The views from the site were beautiful, but what really made this visit was the old caretaker of the site and his wife, who were parked up nearby, selling treasures from their Lada. They had alcohol, jams, honey, fridge magnets, knives, jewellery – most of which were handmade. Of course, they insisted that we try everything but would not take any money for it so I pulled out a fridge magnet to give them but this resulted in them giving me a New Zealand fridge magnet in return! I am not sure how they would ever make any money but they certainly made our visit.
As we continued on through the mountain pass there were a lot of people parked up by the side of the road collecting herbs that they would then sell on the side of the road somewhere, normally out the back of a Lada!
We also passed something I had never seen or heard of before – anti-hail stations. Apparently, hail is a big problem for farmers, regularly damaging crops (sometimes leading to total loss of a season) so dotted around the country side are Zenith Hail Busters. These hail suppression systems can identify potential hail bearing clouds and automatically send a high powered, vertically propagating shock waves in to the atmosphere that impact the structure of the clouds reducing the likelihood of hail.


Coincidently, as we drove passed one of the Hail Busters, we looked back to see an incredible storm forming over the mountains behind us – amazing clouds, thunder and lightning. It was so impressive we had to stop for some photos. Levon was so keen for a photo he pulled over, left the car running and ran off down the road to get the best view. This was the first of his attempts to run away from us and this became a bit of a ‘running’ joke lol. (As was getting his finger in our photos lol.)

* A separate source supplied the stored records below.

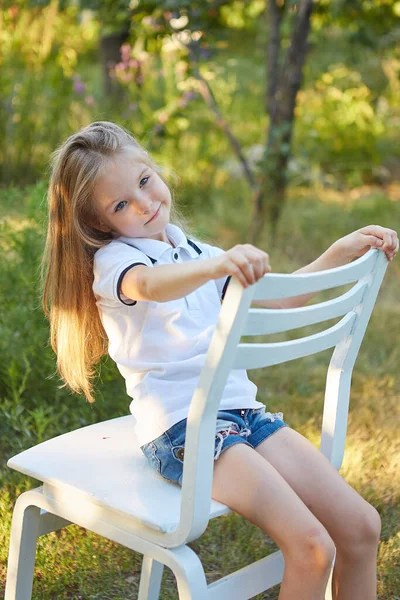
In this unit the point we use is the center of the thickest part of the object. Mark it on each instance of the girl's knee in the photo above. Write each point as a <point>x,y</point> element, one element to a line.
<point>315,551</point>
<point>362,533</point>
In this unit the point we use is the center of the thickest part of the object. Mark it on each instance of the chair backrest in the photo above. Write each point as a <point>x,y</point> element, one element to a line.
<point>237,319</point>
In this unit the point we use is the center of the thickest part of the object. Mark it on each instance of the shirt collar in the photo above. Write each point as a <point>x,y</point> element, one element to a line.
<point>155,248</point>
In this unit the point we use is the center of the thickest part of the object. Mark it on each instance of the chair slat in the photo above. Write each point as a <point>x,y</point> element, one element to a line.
<point>276,285</point>
<point>256,356</point>
<point>261,321</point>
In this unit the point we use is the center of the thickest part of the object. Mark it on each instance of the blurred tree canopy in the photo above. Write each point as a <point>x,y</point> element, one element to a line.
<point>161,60</point>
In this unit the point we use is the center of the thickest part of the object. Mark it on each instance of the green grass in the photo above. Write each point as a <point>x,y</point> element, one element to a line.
<point>77,564</point>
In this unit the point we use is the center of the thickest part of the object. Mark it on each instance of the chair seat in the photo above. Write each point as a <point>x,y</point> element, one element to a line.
<point>104,462</point>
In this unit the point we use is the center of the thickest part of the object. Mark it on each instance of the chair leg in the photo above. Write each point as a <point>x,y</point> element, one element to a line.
<point>189,574</point>
<point>22,551</point>
<point>328,591</point>
<point>150,579</point>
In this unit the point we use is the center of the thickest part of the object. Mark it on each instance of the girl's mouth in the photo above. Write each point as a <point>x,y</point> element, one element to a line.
<point>154,216</point>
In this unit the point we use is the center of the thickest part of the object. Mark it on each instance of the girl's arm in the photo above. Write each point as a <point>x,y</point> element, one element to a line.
<point>169,282</point>
<point>342,252</point>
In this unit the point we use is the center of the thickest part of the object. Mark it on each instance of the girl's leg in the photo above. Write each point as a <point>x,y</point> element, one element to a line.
<point>352,523</point>
<point>247,483</point>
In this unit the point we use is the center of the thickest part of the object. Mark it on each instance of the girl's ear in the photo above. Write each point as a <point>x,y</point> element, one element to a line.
<point>102,227</point>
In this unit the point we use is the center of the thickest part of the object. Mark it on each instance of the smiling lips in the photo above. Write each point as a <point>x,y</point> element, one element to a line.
<point>154,216</point>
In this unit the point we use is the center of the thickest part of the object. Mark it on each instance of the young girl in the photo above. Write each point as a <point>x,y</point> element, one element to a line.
<point>121,277</point>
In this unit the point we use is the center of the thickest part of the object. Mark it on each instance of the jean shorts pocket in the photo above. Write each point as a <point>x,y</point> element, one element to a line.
<point>179,453</point>
<point>177,433</point>
<point>149,450</point>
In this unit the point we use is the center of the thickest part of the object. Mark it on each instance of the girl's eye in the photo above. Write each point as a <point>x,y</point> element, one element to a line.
<point>119,204</point>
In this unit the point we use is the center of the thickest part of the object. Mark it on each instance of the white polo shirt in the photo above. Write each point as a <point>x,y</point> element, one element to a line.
<point>160,347</point>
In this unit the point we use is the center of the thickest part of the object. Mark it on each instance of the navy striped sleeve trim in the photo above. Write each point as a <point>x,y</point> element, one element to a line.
<point>225,287</point>
<point>195,246</point>
<point>119,282</point>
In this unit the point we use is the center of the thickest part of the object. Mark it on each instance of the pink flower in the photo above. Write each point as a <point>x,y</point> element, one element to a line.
<point>125,52</point>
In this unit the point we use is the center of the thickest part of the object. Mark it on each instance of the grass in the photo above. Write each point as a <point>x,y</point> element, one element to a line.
<point>77,564</point>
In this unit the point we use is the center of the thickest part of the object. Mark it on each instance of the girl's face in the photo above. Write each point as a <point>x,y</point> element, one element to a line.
<point>131,199</point>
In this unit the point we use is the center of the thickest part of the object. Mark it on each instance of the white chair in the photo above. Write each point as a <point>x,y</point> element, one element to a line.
<point>97,477</point>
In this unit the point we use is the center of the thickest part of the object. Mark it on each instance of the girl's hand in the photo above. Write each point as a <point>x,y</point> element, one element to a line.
<point>356,244</point>
<point>246,262</point>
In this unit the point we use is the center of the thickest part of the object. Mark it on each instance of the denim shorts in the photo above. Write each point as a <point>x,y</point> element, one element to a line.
<point>248,426</point>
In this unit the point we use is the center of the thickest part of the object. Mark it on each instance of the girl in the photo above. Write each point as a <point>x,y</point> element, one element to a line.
<point>120,275</point>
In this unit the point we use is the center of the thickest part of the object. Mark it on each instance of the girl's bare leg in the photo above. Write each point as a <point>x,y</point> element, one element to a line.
<point>352,523</point>
<point>251,486</point>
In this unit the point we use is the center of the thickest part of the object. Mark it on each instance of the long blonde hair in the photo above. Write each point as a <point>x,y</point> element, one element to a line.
<point>77,335</point>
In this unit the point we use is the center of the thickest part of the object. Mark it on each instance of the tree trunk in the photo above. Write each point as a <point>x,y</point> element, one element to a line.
<point>110,54</point>
<point>284,80</point>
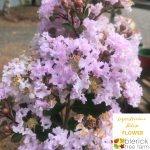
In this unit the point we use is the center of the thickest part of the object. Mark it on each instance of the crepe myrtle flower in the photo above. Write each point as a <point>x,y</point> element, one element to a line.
<point>64,95</point>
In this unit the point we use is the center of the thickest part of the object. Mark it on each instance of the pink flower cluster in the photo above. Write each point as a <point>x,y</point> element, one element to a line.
<point>101,60</point>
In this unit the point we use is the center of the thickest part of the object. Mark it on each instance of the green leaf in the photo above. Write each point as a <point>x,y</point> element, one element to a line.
<point>57,108</point>
<point>16,138</point>
<point>56,120</point>
<point>72,124</point>
<point>68,27</point>
<point>89,107</point>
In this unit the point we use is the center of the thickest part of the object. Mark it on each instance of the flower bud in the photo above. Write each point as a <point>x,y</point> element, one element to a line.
<point>7,129</point>
<point>64,3</point>
<point>79,3</point>
<point>5,111</point>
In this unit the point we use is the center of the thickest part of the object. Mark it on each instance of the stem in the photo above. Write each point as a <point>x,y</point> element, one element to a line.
<point>67,113</point>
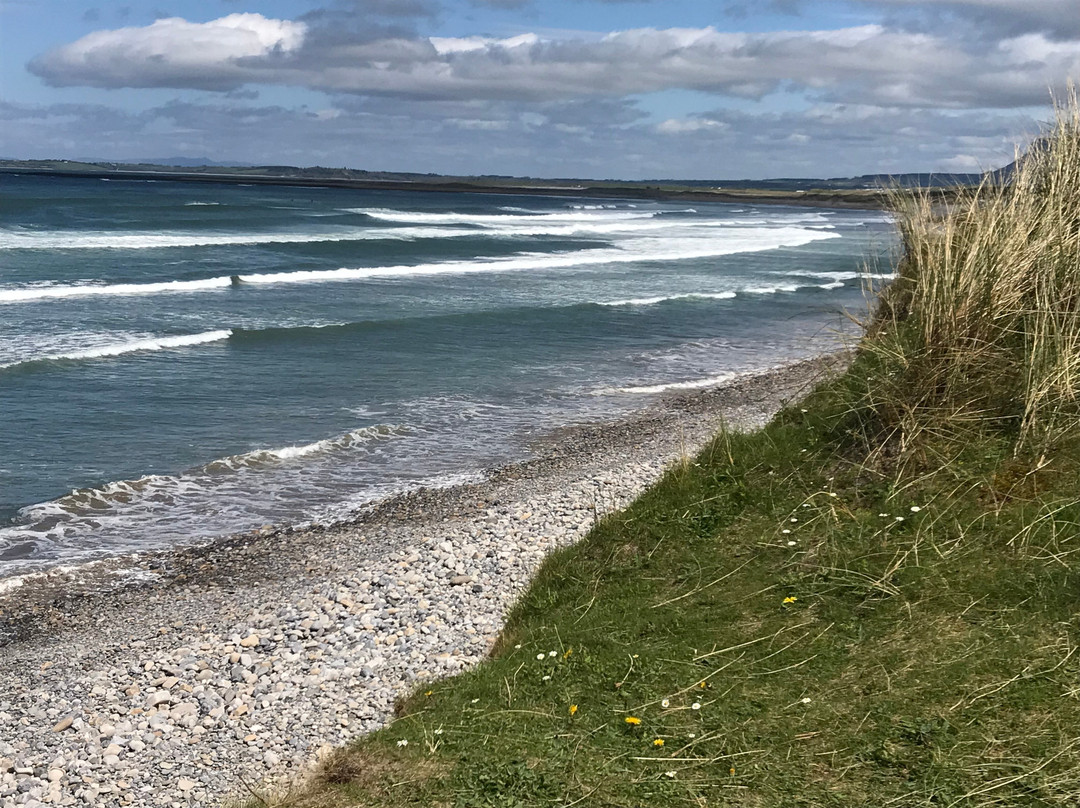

It was spectacular driving through the amazing mountain gorges and through the small farming communities which looked like they have not changes since the Soviet era and the rain finally caught up with us just as we arrived in Jermuk, where we were to spend the night. We did have to brave the rain to see the Jermuk waterfall, apparently one of the highest in Armenia (at 70m high). I must admit the waterfall itself was slightly underwhelming but there is an interesting legend behind the local name “Mermaids Hair”.

There was a princess who loved a son of a shepherd and to meet him (which she had to do in secret) she would throw a rope down the river gorge for him to climb up. When her father found out, he cursed her and said if she ever met him again she would be turned into a mermaid and never be able to leave the water. She defied her father, began a mermaid and her hair now flows down the gorge!
As we drove in to Jermuk, it appeared somewhat post-apocalyptic, with lots of abandoned buildings (mostly Soviet era) and the view from my hotel room was of a lovely little lake and massive abandoned Soviet music hall!
Being cold and wet we did not want to go far for dinner so ended up in the hotel restaurant. The menu was HUGE, but Levon recommended Harisa, a traditional dish that was like a chicken and wheat porridge. Thankfully it tasted much better than it sounds and looked! We also could not go wrong with a local khachapuri with beef and cheese – they are more like pizzas here but still delicious.